Creating an AI-Agent-Based System with Long Graph: Adding Persistence and Streaming (Step by Step Guide)

In our former tutorial, we built an AI agent who was able to answer questions by surfing the web. But when building funds for longer ongoing tasks, two critical concepts come into play: endurance and Streaming. Persistence allows you to save an agent’s condition at any given time so you can resume from this condition in future interactions. This is crucial for long -term applications. On the other hand, streaming allows you to broadcast real -time signals about what the agent is doing at any time, providing transparency and control over its actions. In this tutorial, we improve our agent by adding these powerful features.

Setting up the agent

Let’s start by recreating our agent. We load the necessary environmental variables, install and import the required libraries, set up Tavily search tool, define the agent mode and eventually build the agent.

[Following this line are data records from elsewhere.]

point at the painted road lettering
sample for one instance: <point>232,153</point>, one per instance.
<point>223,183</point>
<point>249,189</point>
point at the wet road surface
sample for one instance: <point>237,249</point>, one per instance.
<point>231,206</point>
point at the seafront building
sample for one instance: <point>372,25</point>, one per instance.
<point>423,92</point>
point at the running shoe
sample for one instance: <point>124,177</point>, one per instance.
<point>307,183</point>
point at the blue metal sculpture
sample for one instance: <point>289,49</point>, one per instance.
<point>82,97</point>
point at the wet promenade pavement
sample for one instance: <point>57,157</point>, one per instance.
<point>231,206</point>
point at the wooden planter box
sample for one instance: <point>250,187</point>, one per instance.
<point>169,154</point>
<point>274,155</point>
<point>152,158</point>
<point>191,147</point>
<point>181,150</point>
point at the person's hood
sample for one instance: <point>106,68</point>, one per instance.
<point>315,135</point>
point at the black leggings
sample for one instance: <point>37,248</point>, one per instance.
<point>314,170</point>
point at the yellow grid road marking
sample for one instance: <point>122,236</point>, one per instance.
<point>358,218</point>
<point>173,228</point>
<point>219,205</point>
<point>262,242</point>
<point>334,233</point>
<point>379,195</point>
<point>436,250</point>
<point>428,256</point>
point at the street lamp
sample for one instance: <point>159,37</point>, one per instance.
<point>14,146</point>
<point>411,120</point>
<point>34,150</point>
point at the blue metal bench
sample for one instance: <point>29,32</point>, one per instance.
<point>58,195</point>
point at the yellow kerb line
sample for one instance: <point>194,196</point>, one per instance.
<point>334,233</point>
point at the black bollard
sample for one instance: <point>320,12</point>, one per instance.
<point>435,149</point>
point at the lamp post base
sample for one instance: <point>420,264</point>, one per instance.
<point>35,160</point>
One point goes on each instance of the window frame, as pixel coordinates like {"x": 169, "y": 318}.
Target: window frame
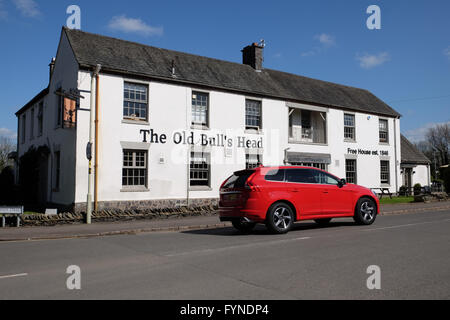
{"x": 59, "y": 109}
{"x": 134, "y": 166}
{"x": 40, "y": 118}
{"x": 248, "y": 126}
{"x": 32, "y": 116}
{"x": 316, "y": 165}
{"x": 385, "y": 173}
{"x": 250, "y": 166}
{"x": 346, "y": 126}
{"x": 24, "y": 128}
{"x": 136, "y": 101}
{"x": 193, "y": 155}
{"x": 354, "y": 171}
{"x": 57, "y": 170}
{"x": 381, "y": 120}
{"x": 200, "y": 125}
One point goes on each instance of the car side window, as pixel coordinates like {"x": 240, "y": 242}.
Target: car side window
{"x": 327, "y": 179}
{"x": 275, "y": 175}
{"x": 301, "y": 176}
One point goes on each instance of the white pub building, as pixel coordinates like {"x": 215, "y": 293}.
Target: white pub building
{"x": 170, "y": 127}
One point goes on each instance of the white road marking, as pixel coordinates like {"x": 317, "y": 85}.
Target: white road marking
{"x": 407, "y": 225}
{"x": 14, "y": 276}
{"x": 235, "y": 247}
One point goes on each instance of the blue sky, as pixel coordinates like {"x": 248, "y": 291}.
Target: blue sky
{"x": 406, "y": 63}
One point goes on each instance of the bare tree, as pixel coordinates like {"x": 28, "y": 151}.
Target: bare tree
{"x": 438, "y": 138}
{"x": 6, "y": 147}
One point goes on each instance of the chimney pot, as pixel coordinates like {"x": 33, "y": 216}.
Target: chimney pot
{"x": 253, "y": 56}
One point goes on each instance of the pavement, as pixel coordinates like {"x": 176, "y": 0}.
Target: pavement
{"x": 410, "y": 251}
{"x": 167, "y": 225}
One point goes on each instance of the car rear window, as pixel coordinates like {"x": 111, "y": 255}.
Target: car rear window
{"x": 302, "y": 176}
{"x": 276, "y": 175}
{"x": 238, "y": 179}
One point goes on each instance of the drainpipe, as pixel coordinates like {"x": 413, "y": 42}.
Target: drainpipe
{"x": 97, "y": 107}
{"x": 188, "y": 157}
{"x": 91, "y": 130}
{"x": 396, "y": 159}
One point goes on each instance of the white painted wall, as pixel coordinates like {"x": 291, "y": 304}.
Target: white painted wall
{"x": 65, "y": 75}
{"x": 170, "y": 111}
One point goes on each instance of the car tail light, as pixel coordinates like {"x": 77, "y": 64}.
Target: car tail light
{"x": 251, "y": 186}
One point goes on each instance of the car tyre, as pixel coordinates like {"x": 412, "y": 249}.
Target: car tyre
{"x": 365, "y": 212}
{"x": 323, "y": 222}
{"x": 280, "y": 218}
{"x": 243, "y": 226}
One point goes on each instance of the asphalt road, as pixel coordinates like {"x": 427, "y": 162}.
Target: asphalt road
{"x": 412, "y": 251}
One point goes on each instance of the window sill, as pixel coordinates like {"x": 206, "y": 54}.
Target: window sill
{"x": 307, "y": 143}
{"x": 135, "y": 189}
{"x": 200, "y": 188}
{"x": 199, "y": 127}
{"x": 137, "y": 122}
{"x": 253, "y": 131}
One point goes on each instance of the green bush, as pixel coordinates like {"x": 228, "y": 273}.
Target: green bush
{"x": 403, "y": 190}
{"x": 417, "y": 189}
{"x": 446, "y": 176}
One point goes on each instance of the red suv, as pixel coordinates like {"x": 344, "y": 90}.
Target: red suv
{"x": 279, "y": 196}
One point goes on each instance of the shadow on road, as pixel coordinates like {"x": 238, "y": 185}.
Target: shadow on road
{"x": 262, "y": 230}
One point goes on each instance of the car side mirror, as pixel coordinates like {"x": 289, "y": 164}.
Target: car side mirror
{"x": 342, "y": 183}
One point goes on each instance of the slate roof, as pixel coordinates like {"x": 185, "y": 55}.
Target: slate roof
{"x": 33, "y": 101}
{"x": 410, "y": 154}
{"x": 132, "y": 58}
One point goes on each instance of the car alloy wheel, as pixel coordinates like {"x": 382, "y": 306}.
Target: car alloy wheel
{"x": 280, "y": 218}
{"x": 366, "y": 211}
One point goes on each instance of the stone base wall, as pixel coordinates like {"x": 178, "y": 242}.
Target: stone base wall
{"x": 150, "y": 206}
{"x": 128, "y": 211}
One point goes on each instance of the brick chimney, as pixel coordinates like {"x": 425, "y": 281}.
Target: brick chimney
{"x": 253, "y": 56}
{"x": 51, "y": 67}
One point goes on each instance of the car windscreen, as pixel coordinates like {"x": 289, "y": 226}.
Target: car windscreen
{"x": 276, "y": 175}
{"x": 238, "y": 179}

pip install langgraph==0.2.53 langgraph-checkpoint==2.0.6 langgraph-sdk==0.1.36 langchain-groq langchain-community langgraph-checkpoint-sqlite==2.0.1

import os
os.environ['TAVILY_API_KEY'] = ""
os.environ['GROQ_API_KEY'] = ""

from langgraph.graph import StateGraph, END
from typing import TypedDict, Annotated
import operator
from langchain_core.messages import AnyMessage, SystemMessage, HumanMessage, ToolMessage
from langchain_groq import ChatGroq
from langchain_community.tools.tavily_search import TavilySearchResults

tool = TavilySearchResults(max_results=2)

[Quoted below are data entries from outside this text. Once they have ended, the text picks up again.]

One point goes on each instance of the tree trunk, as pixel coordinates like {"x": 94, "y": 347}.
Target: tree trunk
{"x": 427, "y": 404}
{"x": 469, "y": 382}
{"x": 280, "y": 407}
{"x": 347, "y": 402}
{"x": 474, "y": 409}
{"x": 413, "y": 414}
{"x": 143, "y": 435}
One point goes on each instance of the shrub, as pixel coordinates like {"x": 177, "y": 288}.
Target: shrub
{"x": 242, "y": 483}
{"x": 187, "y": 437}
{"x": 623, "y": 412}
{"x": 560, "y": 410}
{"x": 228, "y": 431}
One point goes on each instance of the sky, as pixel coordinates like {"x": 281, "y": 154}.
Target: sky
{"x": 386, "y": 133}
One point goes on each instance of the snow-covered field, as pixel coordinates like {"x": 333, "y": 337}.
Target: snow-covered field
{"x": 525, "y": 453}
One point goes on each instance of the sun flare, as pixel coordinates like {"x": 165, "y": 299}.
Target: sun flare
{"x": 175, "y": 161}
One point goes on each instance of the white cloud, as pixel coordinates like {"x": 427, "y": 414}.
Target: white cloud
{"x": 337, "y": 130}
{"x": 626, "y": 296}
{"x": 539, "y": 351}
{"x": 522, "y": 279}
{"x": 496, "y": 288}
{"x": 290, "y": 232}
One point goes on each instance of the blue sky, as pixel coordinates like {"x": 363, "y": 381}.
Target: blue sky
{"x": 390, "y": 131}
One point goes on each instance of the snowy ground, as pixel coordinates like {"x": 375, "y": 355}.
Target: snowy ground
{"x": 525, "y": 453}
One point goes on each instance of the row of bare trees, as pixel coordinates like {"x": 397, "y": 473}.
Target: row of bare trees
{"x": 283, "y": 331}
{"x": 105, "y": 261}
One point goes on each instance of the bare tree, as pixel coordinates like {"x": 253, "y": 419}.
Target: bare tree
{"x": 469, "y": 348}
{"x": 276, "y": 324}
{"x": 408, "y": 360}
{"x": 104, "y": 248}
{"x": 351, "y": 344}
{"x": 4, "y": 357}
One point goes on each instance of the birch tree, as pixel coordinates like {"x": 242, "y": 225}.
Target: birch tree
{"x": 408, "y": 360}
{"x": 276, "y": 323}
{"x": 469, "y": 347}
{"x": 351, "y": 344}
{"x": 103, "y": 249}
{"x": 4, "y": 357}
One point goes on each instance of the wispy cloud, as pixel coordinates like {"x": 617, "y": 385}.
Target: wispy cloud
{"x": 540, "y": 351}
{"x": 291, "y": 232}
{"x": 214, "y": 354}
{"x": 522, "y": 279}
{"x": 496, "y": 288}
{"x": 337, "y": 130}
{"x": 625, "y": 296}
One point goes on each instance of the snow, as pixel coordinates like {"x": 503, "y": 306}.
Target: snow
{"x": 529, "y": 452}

class AgentState(TypedDict):
    messages: Annotated[list[AnyMessage], operator.add]

class Agent:
    def __init__(self, model, tools, system=""):
        self.system = system
        graph = StateGraph(AgentState)
        graph.add_node("llm", self.call_openai)
        graph.add_node("action", self.take_action)
        graph.add_conditional_edges("llm", self.exists_action, {True: "action", False: END})
        graph.add_edge("action", "llm")
        graph.set_entry_point("llm")
        self.graph = graph.compile()
        self.tools = {t.name: t for t in tools}
        self.model = model.bind_tools(tools)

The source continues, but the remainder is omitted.